Infant mortality was very high at the time and Emma was no stranger to early death. She comments on her siblings who had already “gone to Heaven”. Her sister Alice had died aged two in 1860 and her sister Nellie (Ellen) had died in 1869 aged thirteen, with only one year between Emma and Ellen. She had also lost two brothers: Alfred had died in 1866 soon after birth, while Frank Fielder had died in 1872 only one year old.
Central to Emma’s diary is the development of her relationship with Fred Barton, who was a frequent visitor at Emma’s home, calling in most evenings. Emma explains how it was due to the influence of her father that Fred had been converted to his religious faith.

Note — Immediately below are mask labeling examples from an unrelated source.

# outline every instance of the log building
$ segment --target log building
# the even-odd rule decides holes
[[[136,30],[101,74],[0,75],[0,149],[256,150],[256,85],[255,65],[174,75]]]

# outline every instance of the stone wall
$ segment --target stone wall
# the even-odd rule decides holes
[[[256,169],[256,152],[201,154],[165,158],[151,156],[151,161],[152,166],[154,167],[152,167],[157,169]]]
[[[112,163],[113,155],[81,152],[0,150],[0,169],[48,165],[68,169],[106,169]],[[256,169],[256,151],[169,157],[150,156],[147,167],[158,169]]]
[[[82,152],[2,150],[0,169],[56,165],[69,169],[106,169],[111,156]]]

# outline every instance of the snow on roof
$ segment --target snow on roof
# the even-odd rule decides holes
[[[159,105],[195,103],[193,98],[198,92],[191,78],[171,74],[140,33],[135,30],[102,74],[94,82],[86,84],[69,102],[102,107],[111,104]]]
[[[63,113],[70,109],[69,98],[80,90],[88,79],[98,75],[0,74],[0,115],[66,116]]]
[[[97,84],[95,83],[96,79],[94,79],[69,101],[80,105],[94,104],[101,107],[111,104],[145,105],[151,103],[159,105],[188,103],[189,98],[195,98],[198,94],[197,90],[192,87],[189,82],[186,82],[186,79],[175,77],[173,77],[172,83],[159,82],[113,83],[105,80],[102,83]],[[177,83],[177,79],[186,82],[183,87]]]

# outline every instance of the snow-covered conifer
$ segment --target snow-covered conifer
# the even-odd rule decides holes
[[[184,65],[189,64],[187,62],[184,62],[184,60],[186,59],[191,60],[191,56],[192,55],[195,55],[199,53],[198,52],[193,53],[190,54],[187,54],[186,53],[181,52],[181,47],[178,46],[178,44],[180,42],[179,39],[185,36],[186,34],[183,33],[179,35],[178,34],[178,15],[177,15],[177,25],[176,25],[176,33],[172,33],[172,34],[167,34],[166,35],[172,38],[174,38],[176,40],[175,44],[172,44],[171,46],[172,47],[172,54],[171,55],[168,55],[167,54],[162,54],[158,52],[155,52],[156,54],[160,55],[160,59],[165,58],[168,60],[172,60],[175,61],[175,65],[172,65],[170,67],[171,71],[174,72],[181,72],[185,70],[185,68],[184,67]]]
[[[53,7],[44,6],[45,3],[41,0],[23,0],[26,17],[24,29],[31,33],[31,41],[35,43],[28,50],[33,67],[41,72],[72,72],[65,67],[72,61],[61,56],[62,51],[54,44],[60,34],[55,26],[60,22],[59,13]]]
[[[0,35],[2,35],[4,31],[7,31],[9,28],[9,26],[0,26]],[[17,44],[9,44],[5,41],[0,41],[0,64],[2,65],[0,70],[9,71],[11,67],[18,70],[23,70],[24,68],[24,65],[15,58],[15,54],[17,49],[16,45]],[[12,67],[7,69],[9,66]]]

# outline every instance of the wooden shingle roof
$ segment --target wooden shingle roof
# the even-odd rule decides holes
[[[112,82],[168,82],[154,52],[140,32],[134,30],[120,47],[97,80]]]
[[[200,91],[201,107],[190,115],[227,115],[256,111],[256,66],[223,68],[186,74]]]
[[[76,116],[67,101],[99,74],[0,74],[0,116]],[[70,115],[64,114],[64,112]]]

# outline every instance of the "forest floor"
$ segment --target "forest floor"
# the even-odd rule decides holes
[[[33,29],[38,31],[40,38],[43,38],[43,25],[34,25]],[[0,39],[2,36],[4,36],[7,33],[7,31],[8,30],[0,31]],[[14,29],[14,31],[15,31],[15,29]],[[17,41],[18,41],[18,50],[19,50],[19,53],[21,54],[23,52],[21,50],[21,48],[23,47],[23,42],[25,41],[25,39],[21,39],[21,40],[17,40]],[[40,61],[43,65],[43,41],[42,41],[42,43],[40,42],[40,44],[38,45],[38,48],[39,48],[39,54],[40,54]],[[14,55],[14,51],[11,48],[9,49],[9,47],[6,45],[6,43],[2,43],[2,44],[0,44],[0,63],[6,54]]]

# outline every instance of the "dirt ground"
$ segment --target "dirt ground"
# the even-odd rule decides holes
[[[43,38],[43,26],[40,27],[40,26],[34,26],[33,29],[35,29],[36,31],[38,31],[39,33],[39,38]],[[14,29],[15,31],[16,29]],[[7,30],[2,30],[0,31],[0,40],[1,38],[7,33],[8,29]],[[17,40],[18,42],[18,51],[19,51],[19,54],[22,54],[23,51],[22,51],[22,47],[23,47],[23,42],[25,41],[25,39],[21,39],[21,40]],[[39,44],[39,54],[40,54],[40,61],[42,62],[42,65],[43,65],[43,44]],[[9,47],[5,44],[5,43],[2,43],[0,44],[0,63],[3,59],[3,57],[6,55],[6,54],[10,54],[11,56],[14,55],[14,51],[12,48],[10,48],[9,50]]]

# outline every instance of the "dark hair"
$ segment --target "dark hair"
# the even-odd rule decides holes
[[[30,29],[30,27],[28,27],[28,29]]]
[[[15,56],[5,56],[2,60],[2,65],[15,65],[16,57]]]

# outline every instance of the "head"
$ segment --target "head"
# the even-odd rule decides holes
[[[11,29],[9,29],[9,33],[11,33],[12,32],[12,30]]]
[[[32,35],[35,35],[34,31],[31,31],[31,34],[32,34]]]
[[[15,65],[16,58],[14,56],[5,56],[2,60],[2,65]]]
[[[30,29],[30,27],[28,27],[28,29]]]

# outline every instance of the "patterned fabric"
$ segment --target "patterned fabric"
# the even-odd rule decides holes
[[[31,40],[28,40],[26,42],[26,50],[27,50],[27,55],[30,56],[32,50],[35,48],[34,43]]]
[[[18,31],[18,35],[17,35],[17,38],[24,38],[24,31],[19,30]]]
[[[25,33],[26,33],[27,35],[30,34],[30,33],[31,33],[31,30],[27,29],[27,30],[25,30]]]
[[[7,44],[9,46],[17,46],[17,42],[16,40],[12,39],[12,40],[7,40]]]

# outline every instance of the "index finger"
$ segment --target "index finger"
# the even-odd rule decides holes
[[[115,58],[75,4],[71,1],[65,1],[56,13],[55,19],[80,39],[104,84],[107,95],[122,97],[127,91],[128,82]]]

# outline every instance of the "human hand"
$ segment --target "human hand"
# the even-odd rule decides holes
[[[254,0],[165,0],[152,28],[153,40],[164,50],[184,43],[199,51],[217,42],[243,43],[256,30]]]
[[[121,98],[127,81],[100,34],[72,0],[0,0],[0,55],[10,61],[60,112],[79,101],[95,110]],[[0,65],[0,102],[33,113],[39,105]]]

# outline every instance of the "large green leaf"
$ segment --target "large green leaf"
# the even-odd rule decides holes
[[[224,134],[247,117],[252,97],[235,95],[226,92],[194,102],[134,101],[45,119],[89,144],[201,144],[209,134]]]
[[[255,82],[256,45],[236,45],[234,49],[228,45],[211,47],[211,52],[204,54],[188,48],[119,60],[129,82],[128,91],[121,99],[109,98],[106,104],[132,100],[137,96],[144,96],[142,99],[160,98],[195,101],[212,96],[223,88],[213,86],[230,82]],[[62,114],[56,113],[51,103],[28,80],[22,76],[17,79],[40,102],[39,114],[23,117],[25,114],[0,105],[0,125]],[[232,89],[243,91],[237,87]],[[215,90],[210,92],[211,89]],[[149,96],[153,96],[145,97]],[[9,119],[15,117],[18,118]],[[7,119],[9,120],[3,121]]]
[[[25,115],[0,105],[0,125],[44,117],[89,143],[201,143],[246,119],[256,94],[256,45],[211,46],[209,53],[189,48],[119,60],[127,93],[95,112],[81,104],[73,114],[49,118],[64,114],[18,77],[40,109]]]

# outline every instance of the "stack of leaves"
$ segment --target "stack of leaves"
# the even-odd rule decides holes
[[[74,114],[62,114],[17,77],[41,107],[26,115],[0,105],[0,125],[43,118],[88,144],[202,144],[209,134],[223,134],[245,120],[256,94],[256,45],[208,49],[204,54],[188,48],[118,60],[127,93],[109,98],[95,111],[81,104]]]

What is particularly interesting in Emma’s entries is her description of her feelings towards Fred and how they gradually deepened. At first she seemed almost embarrassed by his attentions and especially the remarks made by other people. She was also unsure at first about how she felt about him and thought carefully about whether she should accept his birthday present of a “beautiful book” in case it might be construed as her making some sort of commitment.
Emma describes vividly and poignantly the variety of emotions they both experienced as their relationship progressed including Fred’s misplaced jealousy of Joe Pearless, their gentle teasing of each other, their lovers’ quarrels, their doubts about the depth of each other’s feelings, the happy times they spent together and Emma’s sadness and disappointment when she discovered that Fred had lapsed in his abstinence from alcohol and had gone for a drink in the Watermans Public House.

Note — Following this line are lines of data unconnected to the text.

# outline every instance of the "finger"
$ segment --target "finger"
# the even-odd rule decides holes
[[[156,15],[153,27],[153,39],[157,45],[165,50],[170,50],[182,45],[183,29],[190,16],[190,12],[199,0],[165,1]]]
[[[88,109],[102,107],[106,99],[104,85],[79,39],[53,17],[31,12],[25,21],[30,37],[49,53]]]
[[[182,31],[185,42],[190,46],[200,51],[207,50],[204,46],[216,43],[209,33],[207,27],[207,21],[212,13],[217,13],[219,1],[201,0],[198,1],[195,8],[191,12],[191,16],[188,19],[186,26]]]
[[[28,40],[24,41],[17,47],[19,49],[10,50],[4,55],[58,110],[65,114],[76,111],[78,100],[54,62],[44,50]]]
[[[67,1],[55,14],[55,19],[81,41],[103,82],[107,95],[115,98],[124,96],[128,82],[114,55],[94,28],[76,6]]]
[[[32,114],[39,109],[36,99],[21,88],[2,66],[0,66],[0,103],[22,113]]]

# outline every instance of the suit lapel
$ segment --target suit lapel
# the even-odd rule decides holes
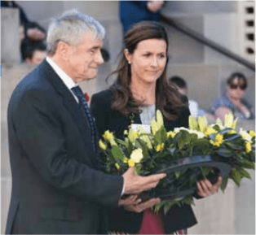
[[[39,67],[39,69],[40,68],[42,73],[42,76],[47,79],[54,86],[56,92],[62,97],[64,105],[72,115],[80,130],[82,137],[86,141],[86,137],[90,136],[90,131],[89,123],[86,118],[85,118],[81,107],[77,102],[68,87],[46,60],[42,63]]]

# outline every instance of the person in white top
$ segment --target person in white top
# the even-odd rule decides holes
[[[104,62],[103,26],[69,11],[52,21],[47,35],[48,57],[21,80],[9,102],[12,194],[6,233],[105,234],[106,207],[124,203],[122,194],[156,187],[166,174],[102,171],[93,118],[73,91],[95,79]],[[136,197],[126,203],[139,203]]]

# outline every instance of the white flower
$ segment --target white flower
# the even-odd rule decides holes
[[[130,159],[134,160],[135,163],[139,163],[143,158],[142,149],[136,149],[131,152]]]
[[[240,128],[240,134],[241,135],[244,140],[246,140],[247,141],[249,142],[252,141],[252,137],[250,136],[250,134],[248,133],[246,131],[244,131],[242,128]]]

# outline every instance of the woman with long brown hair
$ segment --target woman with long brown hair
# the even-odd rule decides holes
[[[126,48],[114,72],[117,81],[91,99],[99,135],[108,129],[123,137],[124,130],[132,123],[150,124],[157,109],[163,114],[167,131],[188,127],[188,99],[166,79],[168,37],[164,27],[154,22],[138,23],[126,32],[124,42]],[[220,183],[220,177],[215,185],[206,179],[197,182],[197,197],[214,194]],[[188,205],[174,207],[166,215],[163,211],[156,215],[148,208],[157,202],[149,200],[111,210],[109,230],[170,234],[178,230],[185,233],[187,228],[196,224]]]

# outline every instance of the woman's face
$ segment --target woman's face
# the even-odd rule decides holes
[[[147,39],[138,43],[133,54],[125,50],[130,63],[131,81],[156,83],[166,64],[166,42],[162,39]]]
[[[237,77],[227,86],[227,94],[234,99],[241,99],[244,96],[245,90],[246,85],[245,81],[239,81]]]

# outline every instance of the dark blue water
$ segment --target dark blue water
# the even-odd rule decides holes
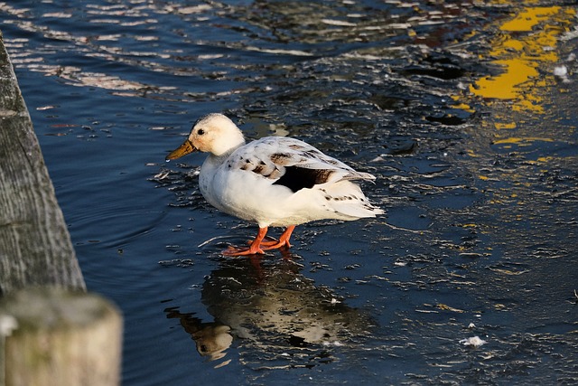
[[[88,287],[125,316],[123,384],[576,383],[575,13],[0,3]],[[516,72],[497,60],[536,74],[489,96]],[[202,155],[164,163],[208,112],[374,174],[387,214],[222,257],[255,225],[205,202]]]

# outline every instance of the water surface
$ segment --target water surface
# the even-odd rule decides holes
[[[525,4],[0,3],[123,384],[576,383],[576,7]],[[163,161],[215,111],[372,173],[387,215],[222,257],[255,225]]]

They became engaged on 5th July 1875 and married on 20th September 1876, beginning their married life living in Sandown, which neither of them liked. However, Fred soon found a job and they moved back to Newport in early March 1877.

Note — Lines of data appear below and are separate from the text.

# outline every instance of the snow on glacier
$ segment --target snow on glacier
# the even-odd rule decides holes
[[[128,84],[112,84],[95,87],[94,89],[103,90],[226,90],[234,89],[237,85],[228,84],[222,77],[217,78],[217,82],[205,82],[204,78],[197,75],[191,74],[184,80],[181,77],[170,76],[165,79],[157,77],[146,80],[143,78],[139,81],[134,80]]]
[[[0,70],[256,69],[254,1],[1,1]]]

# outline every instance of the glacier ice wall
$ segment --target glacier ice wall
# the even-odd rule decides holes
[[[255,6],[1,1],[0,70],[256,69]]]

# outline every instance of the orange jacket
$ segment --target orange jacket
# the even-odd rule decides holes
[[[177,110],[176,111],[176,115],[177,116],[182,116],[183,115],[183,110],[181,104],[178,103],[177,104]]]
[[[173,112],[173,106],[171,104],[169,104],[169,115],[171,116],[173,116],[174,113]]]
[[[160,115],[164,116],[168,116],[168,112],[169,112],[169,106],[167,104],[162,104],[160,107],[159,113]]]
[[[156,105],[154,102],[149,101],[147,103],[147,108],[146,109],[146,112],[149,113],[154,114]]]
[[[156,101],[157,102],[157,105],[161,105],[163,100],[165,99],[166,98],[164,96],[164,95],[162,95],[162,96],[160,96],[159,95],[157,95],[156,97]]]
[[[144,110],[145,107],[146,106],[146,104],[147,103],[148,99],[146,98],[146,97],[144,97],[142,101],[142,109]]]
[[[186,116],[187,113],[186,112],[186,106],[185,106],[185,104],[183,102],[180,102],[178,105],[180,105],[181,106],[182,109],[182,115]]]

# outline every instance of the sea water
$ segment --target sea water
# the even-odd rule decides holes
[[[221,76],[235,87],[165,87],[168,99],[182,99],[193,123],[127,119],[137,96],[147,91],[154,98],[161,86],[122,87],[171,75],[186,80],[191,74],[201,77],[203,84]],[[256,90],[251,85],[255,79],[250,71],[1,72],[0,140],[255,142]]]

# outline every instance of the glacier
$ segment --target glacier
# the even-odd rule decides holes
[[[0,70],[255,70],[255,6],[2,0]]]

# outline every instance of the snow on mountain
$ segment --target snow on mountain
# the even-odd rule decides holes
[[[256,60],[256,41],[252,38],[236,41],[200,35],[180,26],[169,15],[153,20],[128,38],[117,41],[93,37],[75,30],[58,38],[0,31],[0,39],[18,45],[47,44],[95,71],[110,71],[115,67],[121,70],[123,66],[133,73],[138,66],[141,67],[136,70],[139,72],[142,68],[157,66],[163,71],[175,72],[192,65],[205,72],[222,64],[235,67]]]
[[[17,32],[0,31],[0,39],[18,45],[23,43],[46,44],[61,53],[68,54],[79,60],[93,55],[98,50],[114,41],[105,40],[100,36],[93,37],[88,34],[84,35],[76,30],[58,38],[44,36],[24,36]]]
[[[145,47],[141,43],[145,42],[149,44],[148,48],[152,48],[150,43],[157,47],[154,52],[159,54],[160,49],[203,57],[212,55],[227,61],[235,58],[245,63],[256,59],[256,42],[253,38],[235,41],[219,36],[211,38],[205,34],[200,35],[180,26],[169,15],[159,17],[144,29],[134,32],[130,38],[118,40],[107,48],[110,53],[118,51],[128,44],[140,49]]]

On Tuesday 19th February Emma confides that she is expecting a child that summer: “God is going to give us a dear little baby”.
The final entry in Emma’s diary is dated 21st March 1878 and it ends with Emma once again reaffirming her religious faith by expressing her thanks and gratitude to God that her prayers to move had been answered.
Emma lived and worked in a shop in Newport owned by Mr and Mrs King and when she finished work at 7.30p.m. in the evening she would then go and visit her family. As well as mentioning the family members, Emma also referred to individuals in her local community, her friends and neighbours.
In Emma’s diary we also find reference to topical issues of the time such as the marriage of the Grand Duchess Marie of Prussia to Prince Alfred, Duke of Edinburgh, the second son of Queen Victoria, which took place on 23rd January 1874 at the Winter Palace, St Petersburg. To celebrate this occasion there was a torchlight procession through the streets of Newport and trees had been planted and arches had been erected up the High Street.
Emma also mentions the new tune ‘Penitentia’, which had been written to the hymn ‘Abide with Me’, which was composed by Edward Dearle.